Em causa está a capacidade que temos de usar o nosso talento, a nossa mobilização e as nossas forças argumentativas numa verdadeira participação cívica. O voto é uma obrigação moral e ética de quem respeita a democracia. O referendo é uma forma de democracia directa e participativa que tem, neste domingo, o seu certificado de saúde ou de óbito. Se a sociedade civil, tantas vezes indignada por não poder fazer ouvir a sua voz, se abstiver neste referendo, deixa de haver razão política para a sua manutenção.

Em causa está a forma como a mulher é ainda considerada pela nossa sociedade. Muito se tem falado dos direitos do feto, da inviolabilidade e do respeito pelo ser humano e pela vida. Mas a verdade é que, desde o momento em que engravida, a mulher deixa de ter o direito de ser considerada um ser humano inteiro, com capacidade de discernimento, com autoridade para dispor da sua vida, da sua saúde mental e física, passando a ser apenas o ninho, o cesto, aquela que carrega, que importa menos, que perde a sua individualidade própria e passa a existir em função de.

Em causa estão os conceitos de decisão informada, de aconselhamento livre, de eficaz e real igualdade de oportunidade no acesso ao conhecimento, à saúde, à educação sexual, ao planeamento familiar, ao abolir da ignorância, do medo e da insegurança que florescem na clandestinidade.

Em causa está a capacidade de podermos olhar com realismo e verdade um problema social e não tentarmos impor aquilo que cada um pensa a toda a sociedade, ou seja, está em causa a nossa noção de solidariedade e tolerância, sem relativismos morais.

Tantas vezes responsabilizamos a classe política e os partidos pelo distanciamento entre os decisores e a generalidade da população. Domingo é altura de assumirmos a nossa responsabilidade – votando!

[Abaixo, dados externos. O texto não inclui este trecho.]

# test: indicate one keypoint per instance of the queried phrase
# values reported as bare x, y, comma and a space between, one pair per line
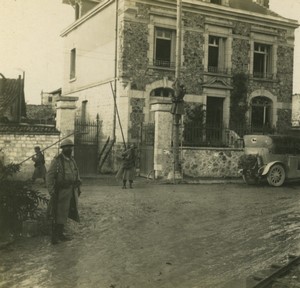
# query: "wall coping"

(pintura de Edwin Vreeken: pregnancy)

2 comentários:

  1. impaciente23:38

    Foi por pensar exactamente o mesmo que me repito (já escrevi isto em outro “blog”!).
    A mulher grávida é obrigada a suportar, durante 9 meses, o fardo de uma gravidez indesejada, para não ser castigada?
    Não será isto apenas uma forma encapotada de escravatura?
    Parece-me que sim, mas cada vez tenho mais dúvidas quando me dizem que tal prática foi abolida...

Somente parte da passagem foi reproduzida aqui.